I just finished a painting. It took me all of an hour. I suppose one might call it abstract, or perhaps experimental. But what it really was, was therapeutic; not in the sense that it was meant to express, let alone cure, some deep seated anxiety or fear or such thing. No, this was therapeutic in that other ancient meaning of therapy, which is “to serve” (found in the Christian Bible in Acts 17:25 wherein we witness the Greek antecedent for “therapy” to reference serving the gods). Therapy, then, can do a service and the end served in this instance was a little joy, which came about as I painted for a bit without thought of subject matter. I was in the moment, happy to wash colors around the canvass without the need to represent an image or express a feeling. It was really about seeing colors brush up against colors.

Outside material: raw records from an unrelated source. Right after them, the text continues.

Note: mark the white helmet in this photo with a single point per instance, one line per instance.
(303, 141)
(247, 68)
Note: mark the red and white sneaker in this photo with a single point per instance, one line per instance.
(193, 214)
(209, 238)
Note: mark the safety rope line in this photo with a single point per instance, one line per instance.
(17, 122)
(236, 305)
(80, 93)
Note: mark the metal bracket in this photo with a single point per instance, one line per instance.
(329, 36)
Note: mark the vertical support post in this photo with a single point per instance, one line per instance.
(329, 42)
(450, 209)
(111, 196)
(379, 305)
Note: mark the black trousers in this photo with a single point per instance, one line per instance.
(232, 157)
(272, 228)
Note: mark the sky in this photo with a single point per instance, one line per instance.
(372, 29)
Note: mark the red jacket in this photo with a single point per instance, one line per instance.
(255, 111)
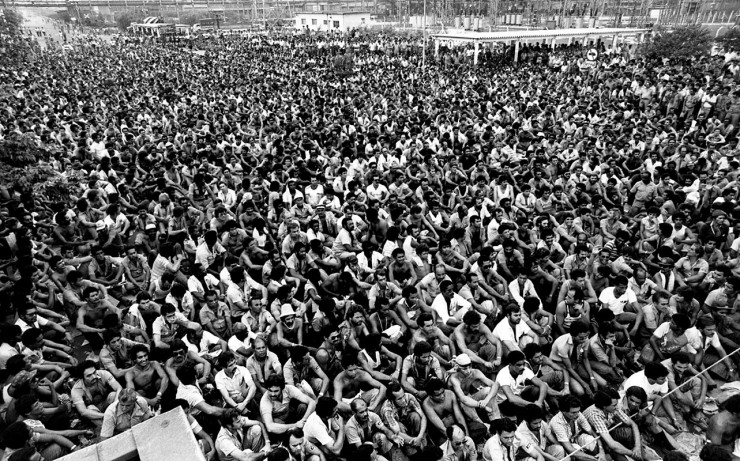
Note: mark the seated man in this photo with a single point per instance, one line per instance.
(536, 437)
(475, 340)
(443, 410)
(668, 338)
(349, 384)
(402, 414)
(474, 390)
(182, 356)
(518, 384)
(723, 427)
(622, 301)
(570, 351)
(504, 444)
(93, 392)
(366, 426)
(241, 439)
(127, 411)
(443, 348)
(602, 355)
(449, 307)
(573, 432)
(549, 372)
(115, 355)
(654, 381)
(418, 368)
(512, 332)
(623, 442)
(169, 326)
(147, 377)
(302, 371)
(706, 346)
(688, 399)
(325, 428)
(38, 355)
(284, 407)
(235, 383)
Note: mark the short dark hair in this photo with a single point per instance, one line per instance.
(569, 401)
(325, 407)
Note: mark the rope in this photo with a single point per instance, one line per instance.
(598, 437)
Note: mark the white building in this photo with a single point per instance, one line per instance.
(328, 20)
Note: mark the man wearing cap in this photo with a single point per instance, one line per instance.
(716, 229)
(289, 330)
(473, 389)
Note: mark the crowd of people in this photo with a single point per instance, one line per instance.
(392, 262)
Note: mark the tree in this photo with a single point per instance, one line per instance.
(124, 20)
(10, 22)
(731, 40)
(24, 166)
(683, 43)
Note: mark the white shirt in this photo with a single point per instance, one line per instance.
(615, 304)
(317, 432)
(698, 342)
(640, 380)
(517, 385)
(504, 332)
(456, 308)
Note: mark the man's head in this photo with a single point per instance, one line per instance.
(606, 399)
(140, 355)
(656, 373)
(516, 362)
(570, 406)
(506, 430)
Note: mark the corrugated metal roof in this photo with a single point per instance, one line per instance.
(532, 34)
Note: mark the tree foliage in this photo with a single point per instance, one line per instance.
(683, 43)
(731, 40)
(124, 20)
(25, 167)
(10, 22)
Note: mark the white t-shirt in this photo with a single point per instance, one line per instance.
(517, 385)
(504, 332)
(456, 308)
(640, 380)
(316, 431)
(615, 304)
(698, 342)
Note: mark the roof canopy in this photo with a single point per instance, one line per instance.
(468, 36)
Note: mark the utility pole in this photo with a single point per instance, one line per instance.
(424, 38)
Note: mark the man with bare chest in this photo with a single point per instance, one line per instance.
(146, 377)
(442, 410)
(724, 427)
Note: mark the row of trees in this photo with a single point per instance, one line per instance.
(687, 43)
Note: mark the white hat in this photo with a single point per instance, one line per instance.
(462, 360)
(286, 310)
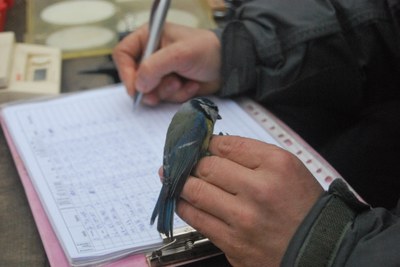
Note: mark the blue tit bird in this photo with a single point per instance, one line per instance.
(186, 142)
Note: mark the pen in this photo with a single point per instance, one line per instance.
(158, 14)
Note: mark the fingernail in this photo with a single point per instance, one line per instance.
(193, 89)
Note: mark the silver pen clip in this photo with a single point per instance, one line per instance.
(158, 14)
(187, 245)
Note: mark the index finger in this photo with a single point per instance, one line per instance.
(250, 153)
(127, 53)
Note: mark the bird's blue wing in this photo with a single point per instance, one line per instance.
(183, 150)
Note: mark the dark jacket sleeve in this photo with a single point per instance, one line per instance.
(342, 231)
(310, 51)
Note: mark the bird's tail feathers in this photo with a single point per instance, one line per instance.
(164, 209)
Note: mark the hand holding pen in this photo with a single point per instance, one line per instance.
(158, 13)
(185, 63)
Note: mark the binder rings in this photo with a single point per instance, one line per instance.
(18, 120)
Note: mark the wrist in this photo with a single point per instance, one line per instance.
(320, 235)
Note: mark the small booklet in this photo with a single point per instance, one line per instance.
(93, 162)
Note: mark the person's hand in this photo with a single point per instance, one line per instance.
(187, 64)
(249, 198)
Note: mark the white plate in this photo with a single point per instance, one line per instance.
(78, 12)
(81, 38)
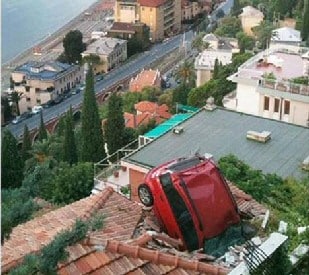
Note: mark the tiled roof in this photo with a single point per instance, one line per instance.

Sometimes I need to explore doing per se, and bracket the point of the doing. Sometimes I ache to rediscover the joy of color, of shape, of sound, of word. Perhaps you too experience that desire to create without purpose beyond creation. There is a certain euphoria that arrives with that license to attend to the physicality of sight, sound, smell and touch. We are, after all, sensual people who live into the world by way of bodies that only know the world at the edge where I end and it begins. Of course, edges are permeable and so I know, in the adventure of being open to the world, that as I go out into the world the world makes its way into me, in a fashion.

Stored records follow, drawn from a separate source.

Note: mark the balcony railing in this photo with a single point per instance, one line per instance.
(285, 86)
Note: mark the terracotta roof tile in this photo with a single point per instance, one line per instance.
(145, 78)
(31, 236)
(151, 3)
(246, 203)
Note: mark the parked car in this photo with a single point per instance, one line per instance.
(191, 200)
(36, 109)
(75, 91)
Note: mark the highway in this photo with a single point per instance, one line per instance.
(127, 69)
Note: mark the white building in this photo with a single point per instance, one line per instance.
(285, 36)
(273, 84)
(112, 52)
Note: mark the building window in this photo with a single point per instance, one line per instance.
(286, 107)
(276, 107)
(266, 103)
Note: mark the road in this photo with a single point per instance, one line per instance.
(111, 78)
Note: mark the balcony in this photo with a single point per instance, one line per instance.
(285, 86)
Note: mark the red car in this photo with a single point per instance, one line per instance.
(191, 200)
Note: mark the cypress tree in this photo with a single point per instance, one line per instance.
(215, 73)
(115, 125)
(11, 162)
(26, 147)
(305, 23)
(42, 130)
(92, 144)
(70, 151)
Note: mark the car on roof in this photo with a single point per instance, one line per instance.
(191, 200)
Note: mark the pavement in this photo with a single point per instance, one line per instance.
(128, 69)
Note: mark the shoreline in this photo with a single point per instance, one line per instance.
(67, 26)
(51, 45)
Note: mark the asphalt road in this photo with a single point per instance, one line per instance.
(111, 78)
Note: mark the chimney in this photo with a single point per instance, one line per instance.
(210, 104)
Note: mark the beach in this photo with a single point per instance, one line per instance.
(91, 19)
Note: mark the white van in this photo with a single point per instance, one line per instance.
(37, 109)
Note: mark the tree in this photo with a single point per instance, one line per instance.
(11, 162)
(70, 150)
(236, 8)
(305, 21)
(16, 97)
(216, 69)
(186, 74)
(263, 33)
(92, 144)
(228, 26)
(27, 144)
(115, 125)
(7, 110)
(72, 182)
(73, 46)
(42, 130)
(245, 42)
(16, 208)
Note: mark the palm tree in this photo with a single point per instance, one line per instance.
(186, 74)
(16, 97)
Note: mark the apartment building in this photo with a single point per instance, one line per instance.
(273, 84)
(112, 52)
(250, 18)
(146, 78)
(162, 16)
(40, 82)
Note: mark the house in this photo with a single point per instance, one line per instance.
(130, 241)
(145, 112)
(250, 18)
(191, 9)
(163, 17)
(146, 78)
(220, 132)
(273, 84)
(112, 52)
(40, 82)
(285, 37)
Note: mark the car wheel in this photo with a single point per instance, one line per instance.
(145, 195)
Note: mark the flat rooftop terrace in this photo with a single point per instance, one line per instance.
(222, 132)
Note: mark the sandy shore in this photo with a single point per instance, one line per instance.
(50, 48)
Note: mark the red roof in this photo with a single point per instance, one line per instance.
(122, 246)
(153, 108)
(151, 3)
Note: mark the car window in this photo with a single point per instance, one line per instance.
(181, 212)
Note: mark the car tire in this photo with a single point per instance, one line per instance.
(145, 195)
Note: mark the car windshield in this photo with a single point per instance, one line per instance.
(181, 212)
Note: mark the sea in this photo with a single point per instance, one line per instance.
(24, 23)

So, what of this world? It is loved by the divine yet it can shipwreck our faith. It provides fodder for the sacraments yet can pollute piety. The world is a dangerous place yet sacred writ reminds us that the pivot that is change rarely occurs in sequestered sanctuaries where all is at peace – although such places, too, have a place in the life of the faithful. Deserts, oceans, mountains, highways; these are the sites of insight. We need to be “out there” – in the world by interaction and in the soul by creativity – to be fulfilled. Creativity is a mode of adventure. The word adventure, for good purpose, has hidden within it the Latin word venire meaning “to come.”

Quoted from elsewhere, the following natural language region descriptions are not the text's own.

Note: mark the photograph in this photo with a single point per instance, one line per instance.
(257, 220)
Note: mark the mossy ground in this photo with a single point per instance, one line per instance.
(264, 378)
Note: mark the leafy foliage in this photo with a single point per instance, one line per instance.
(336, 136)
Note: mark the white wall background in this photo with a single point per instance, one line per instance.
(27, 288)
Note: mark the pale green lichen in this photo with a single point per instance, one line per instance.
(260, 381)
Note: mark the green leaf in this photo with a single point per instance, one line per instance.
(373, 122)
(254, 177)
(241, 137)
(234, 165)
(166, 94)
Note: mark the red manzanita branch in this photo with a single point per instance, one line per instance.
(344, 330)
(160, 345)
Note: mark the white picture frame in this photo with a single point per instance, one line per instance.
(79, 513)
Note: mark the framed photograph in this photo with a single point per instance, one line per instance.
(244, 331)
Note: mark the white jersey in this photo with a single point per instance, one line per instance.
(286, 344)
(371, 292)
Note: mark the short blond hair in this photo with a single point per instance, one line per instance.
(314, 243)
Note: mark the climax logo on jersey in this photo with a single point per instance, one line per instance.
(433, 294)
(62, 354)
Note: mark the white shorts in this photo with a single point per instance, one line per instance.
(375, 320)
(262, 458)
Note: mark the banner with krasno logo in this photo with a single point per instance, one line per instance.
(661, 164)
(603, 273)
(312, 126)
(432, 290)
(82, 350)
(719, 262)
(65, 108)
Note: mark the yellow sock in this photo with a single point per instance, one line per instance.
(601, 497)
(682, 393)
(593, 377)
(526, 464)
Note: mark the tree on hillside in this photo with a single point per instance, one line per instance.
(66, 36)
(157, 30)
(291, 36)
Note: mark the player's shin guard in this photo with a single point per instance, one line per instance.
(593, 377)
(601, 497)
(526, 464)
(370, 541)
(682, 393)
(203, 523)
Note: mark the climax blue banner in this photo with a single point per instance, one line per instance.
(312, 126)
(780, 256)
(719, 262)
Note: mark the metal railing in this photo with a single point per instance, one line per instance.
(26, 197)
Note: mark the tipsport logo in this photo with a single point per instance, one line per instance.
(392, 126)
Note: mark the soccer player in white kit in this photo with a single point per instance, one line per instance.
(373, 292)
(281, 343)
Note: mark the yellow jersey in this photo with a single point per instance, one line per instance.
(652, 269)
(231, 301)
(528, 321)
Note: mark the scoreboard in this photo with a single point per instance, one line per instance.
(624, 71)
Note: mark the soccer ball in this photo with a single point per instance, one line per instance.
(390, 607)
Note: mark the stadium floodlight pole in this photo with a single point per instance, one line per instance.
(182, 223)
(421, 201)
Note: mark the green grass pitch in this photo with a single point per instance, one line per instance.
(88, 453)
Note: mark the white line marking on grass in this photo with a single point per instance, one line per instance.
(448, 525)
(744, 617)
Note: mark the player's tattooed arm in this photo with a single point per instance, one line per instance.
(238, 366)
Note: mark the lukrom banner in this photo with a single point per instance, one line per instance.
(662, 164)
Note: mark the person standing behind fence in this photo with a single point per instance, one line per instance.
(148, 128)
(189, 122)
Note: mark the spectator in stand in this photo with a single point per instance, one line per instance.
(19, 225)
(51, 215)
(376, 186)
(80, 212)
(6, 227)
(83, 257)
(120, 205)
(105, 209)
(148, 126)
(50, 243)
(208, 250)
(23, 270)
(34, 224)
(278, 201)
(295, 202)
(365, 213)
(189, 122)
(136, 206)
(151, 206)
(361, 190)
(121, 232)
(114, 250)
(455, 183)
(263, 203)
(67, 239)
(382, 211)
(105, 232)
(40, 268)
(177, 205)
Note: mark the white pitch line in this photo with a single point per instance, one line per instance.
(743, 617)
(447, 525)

We “come to” in creativity: we come to our senses as a source of freedom. Creativity frees us to be curious, and to wager a better me, a better world by being in the moment, by being in the canvas, on the page. These three seem to come together for great purpose: therapy, creation and curiosity. In their interaction we take leave of self-obsession to the end that we can finally be more authentically. And so I know that my painting might not be great, but when I look at it I see me, smiling.